6 Signs Your Web Crawler Code Is Going To Break At Scale
Here are 6 ways to sense the upcoming disaster:
1. You have not used a framework
We have not seen a single project survive the wild that is not built on a robust web crawling and web scraping framework like Scrapy. Ignoring years of community tested code (handling rouge HTML, server vagaries) and abstractions (concurrency, sessions, cookies handling, rate limit handling, multiple spiders) and sophisticated algorithms (Beautiful soup, CSS and XPath selectors), etc., is foolhardy and is setting yourself up for massive headaches and mostly a failure.
2. You have no checks and balances
a. Does a website change code?
b. Does a spider crash?
c. Does a web site rate limit you?
d. Does a web site issue a CAPTCHA challenge?
e. Does a website IP block you?
3. You have no measures to overcome IP blocks
You have to use a rotating proxy service like Proxies API if you are serious about scaling your web scraper and doing it consistently.

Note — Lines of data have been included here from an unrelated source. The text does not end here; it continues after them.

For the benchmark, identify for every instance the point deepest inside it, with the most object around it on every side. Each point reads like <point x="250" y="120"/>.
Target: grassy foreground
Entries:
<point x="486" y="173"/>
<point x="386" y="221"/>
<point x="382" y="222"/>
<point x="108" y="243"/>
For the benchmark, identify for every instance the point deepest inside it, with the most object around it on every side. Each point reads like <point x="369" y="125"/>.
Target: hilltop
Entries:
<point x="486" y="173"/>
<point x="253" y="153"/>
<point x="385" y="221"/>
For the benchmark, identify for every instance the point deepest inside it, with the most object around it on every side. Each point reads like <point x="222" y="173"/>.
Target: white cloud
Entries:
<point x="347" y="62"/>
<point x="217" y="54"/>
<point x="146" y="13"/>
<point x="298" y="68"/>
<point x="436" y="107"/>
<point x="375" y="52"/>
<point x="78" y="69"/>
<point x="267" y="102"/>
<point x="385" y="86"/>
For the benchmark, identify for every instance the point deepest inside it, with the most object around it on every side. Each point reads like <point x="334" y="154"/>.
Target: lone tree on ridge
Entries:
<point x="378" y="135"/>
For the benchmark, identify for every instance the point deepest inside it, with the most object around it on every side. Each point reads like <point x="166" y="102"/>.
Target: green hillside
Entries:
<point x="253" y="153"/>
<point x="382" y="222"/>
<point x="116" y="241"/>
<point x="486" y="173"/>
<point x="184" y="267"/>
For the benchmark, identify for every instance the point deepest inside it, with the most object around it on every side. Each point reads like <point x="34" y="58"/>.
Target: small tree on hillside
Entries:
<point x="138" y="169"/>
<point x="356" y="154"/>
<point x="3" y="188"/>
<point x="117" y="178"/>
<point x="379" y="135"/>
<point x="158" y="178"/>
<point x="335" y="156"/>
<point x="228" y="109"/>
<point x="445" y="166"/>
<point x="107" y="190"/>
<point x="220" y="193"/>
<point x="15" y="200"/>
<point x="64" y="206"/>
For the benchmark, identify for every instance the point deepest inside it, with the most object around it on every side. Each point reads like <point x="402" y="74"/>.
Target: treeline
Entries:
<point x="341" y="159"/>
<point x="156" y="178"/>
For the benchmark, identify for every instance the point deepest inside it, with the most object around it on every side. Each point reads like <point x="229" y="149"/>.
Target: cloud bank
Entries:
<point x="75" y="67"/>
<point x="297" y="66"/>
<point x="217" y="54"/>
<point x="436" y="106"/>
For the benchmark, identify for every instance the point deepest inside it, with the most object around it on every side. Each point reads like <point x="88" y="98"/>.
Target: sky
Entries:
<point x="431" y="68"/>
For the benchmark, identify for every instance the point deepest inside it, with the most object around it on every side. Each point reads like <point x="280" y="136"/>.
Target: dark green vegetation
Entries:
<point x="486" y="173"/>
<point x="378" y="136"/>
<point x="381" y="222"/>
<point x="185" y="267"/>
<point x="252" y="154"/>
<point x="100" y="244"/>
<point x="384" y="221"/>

4. Your scraping logic is built on RegEx or some such rudimentary way of extracting data
No! RegEx is no. It is because even small changes can and will break your code. It’s better to use CSS selectors or XPath to define the data you want. It will also break but nowhere as often as any other method.

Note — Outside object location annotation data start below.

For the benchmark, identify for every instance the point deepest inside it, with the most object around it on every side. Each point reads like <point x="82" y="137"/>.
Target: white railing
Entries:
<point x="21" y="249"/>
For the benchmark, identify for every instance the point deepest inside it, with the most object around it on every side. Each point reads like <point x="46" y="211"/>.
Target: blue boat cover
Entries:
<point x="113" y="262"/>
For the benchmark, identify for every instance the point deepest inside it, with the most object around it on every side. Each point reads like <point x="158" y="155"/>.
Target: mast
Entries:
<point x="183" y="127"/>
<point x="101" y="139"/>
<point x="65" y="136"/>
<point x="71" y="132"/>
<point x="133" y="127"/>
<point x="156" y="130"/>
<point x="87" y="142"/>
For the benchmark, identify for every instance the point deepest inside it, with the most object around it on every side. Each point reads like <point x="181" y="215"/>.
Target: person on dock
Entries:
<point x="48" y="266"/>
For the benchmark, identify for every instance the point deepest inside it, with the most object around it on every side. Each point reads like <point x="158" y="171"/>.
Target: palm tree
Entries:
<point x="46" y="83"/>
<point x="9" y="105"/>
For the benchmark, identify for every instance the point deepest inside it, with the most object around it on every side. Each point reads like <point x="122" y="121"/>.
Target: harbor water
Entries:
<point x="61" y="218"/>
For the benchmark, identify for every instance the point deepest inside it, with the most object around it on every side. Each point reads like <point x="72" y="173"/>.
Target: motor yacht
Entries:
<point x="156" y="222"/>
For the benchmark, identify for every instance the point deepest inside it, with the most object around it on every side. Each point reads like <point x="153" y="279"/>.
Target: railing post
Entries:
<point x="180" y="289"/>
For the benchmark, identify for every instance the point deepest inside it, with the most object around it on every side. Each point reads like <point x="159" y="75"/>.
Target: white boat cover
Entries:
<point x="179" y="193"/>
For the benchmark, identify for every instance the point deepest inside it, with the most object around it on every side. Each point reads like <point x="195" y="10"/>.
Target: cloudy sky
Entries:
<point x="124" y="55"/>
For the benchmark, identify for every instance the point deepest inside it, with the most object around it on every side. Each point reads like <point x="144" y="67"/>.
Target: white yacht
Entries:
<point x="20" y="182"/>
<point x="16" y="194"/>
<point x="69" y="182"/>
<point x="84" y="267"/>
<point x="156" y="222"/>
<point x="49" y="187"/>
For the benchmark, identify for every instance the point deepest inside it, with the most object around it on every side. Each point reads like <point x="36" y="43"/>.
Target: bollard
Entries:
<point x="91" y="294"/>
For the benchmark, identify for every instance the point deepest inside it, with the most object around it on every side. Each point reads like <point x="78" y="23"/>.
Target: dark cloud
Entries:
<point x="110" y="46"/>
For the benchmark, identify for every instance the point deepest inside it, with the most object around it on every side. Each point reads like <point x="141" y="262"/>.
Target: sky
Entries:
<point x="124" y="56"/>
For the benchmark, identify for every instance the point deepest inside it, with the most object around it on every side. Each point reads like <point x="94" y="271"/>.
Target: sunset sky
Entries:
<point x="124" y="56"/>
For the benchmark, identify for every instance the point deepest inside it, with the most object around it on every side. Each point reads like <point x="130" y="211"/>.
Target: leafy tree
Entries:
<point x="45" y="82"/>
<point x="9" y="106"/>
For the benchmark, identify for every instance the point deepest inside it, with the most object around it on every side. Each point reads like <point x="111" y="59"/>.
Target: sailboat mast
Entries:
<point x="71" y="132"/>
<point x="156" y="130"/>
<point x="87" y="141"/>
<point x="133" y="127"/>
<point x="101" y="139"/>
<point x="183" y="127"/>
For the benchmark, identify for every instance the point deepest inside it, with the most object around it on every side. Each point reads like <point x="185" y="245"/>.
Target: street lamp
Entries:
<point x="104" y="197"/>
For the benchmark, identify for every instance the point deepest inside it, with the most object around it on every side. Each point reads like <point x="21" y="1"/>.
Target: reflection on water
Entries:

5. You are ignoring cookies, rotating User-Agent-String, and giving away many others’ tells’ that you are not human.
6. Your bot runs at the same time every day, runs in precisely the same intervals, runs in a particular order. You know, like a bot!
Add some random intervals between requests, run at a random time, change the order of fetching the URLs a bit, spread the requests over the day, and use a goddamn rotating proxy service for GOD’s sakes!